Na Justiça, a empresa tentou se defender afirmando que apresentou propostas de negociação, mas que o consumidor não as aceitou. Esse argumento, porém, não convenceu o juiz responsável pelo caso. Para a decisão, o ponto central não estava apenas nas cláusulas contratuais, mas na forma como o serviço foi divulgado ao público.

Segundo o entendimento do tribunal, a promessa de redução de até 70%, associada à imagem de um apresentador com grande alcance popular, criou uma expectativa forte e praticamente garantida de resultado. Em outras palavras, o consumidor médio não interpretaria aquilo apenas como uma possibilidade, mas como algo próximo de uma certeza.
Esse tipo de situação levanta uma discussão importante sobre responsabilidade na publicidade.

 Quando uma figura pública empresta sua imagem a um serviço, ela não está apenas divulgando — está também transmitindo confiança. E essa confiança pode influenciar diretamente a decisão de quem assiste.

O caso ganha ainda mais visibilidade porque Ratinho esteve recentemente envolvido em outras polêmicas, como críticas feitas pela deputada Erika Hilton.

 Embora os episódios não estejam diretamente ligados, acabam contribuindo para manter o nome do apresentador em evidência.
Do ponto de vista do consumidor, a decisão do TJAM reforça um princípio essencial: promessas publicitárias precisam ser claras e realistas. Não basta incluir ressalvas em contratos se a mensagem principal induz a uma interpretação mais otimista do que a realidade permite.
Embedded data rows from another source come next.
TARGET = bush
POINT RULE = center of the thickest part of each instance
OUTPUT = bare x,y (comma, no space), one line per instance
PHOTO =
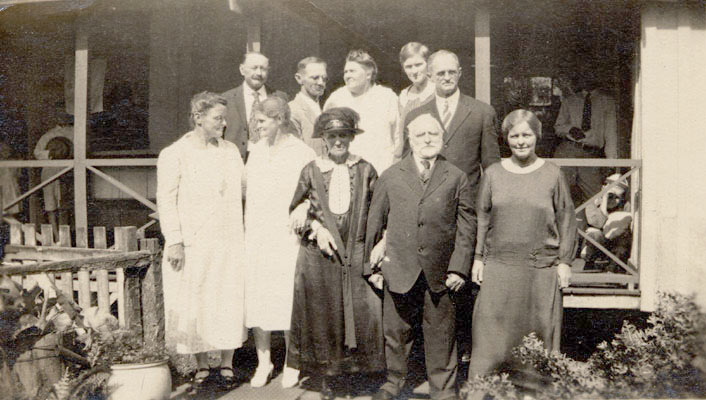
665,360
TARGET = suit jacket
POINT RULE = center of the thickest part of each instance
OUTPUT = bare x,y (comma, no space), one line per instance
471,140
430,230
237,120
303,118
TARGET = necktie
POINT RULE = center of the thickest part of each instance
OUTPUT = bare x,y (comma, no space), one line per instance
446,114
426,172
586,121
254,136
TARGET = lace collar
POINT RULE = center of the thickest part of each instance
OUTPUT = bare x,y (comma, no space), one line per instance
325,164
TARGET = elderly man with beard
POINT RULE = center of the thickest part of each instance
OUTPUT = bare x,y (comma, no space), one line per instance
425,204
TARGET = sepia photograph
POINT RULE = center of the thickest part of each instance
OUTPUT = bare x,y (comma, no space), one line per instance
352,199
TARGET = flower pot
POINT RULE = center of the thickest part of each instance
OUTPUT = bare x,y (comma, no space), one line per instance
149,381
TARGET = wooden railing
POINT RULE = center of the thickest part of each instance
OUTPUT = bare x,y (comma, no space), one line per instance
129,275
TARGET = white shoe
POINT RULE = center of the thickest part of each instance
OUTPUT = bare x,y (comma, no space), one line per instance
290,377
262,375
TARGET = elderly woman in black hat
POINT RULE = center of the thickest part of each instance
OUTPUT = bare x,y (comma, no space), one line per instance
337,315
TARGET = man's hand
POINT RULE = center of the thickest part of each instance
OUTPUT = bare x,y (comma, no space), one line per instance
564,275
376,280
477,272
454,282
175,256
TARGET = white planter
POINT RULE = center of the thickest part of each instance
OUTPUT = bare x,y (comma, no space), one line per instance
151,381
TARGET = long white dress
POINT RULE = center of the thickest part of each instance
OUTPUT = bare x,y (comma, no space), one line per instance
379,117
271,248
199,197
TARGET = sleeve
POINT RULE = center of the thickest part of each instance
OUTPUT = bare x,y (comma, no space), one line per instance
562,126
377,220
490,151
484,204
464,243
565,220
168,178
611,130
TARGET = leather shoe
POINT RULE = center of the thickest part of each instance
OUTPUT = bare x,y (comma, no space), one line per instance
383,394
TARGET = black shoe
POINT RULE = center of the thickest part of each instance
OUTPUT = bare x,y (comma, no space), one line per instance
383,394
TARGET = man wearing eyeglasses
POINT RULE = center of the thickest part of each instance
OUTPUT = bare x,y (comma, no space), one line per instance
470,143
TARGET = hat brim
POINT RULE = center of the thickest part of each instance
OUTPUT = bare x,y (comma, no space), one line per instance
353,131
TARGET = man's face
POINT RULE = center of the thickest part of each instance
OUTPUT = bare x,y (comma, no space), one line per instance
445,73
313,79
425,137
254,70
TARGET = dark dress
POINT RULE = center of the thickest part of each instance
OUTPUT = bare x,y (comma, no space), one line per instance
337,315
526,227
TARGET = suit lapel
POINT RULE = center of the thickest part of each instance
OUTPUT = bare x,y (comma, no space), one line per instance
463,110
438,176
411,175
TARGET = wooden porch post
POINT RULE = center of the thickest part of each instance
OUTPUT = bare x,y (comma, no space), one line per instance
80,123
482,53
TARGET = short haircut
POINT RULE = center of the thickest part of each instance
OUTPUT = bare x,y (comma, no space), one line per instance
363,58
202,102
440,53
519,116
253,53
412,49
301,66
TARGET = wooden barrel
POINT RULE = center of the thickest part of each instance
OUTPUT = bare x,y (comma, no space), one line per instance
39,366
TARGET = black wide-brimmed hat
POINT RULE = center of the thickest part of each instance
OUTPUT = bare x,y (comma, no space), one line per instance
338,119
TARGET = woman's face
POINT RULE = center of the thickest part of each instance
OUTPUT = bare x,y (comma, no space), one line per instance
212,121
356,76
338,143
416,69
266,126
522,141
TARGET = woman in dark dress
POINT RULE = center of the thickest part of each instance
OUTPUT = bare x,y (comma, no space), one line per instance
525,244
337,315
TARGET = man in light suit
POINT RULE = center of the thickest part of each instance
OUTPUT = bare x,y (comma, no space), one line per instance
254,70
470,142
312,77
425,204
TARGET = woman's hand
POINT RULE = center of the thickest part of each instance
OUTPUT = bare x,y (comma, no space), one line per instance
297,219
175,256
477,272
325,240
564,275
376,280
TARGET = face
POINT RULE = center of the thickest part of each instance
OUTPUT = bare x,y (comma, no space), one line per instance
416,69
265,126
313,79
445,73
254,70
212,121
356,76
425,137
337,143
522,141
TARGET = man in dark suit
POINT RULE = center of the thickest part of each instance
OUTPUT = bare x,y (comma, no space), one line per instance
470,142
425,204
253,90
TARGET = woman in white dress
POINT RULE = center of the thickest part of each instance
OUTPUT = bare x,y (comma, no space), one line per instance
199,197
273,169
381,141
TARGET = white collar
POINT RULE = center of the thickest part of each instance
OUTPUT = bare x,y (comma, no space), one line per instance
325,164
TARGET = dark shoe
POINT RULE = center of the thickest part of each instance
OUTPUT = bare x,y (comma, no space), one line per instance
383,394
226,382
Já para empresas e influenciadores, o recado é direto. Em tempos de redes sociais e ampla circulação de informação, qualquer exagero pode ter consequências jurídicas e financeiras. A linha entre marketing persuasivo e propaganda enganosa é mais tênue do que parece.

No fim das contas, o episódio serve como alerta. Para quem consome, fica a lição de analisar com cautela ofertas muito vantajosas. Para quem anuncia, a necessidade de agir com transparência. Afinal, credibilidade é um ativo valioso — e, uma vez abalada, não se recupera com facilidade.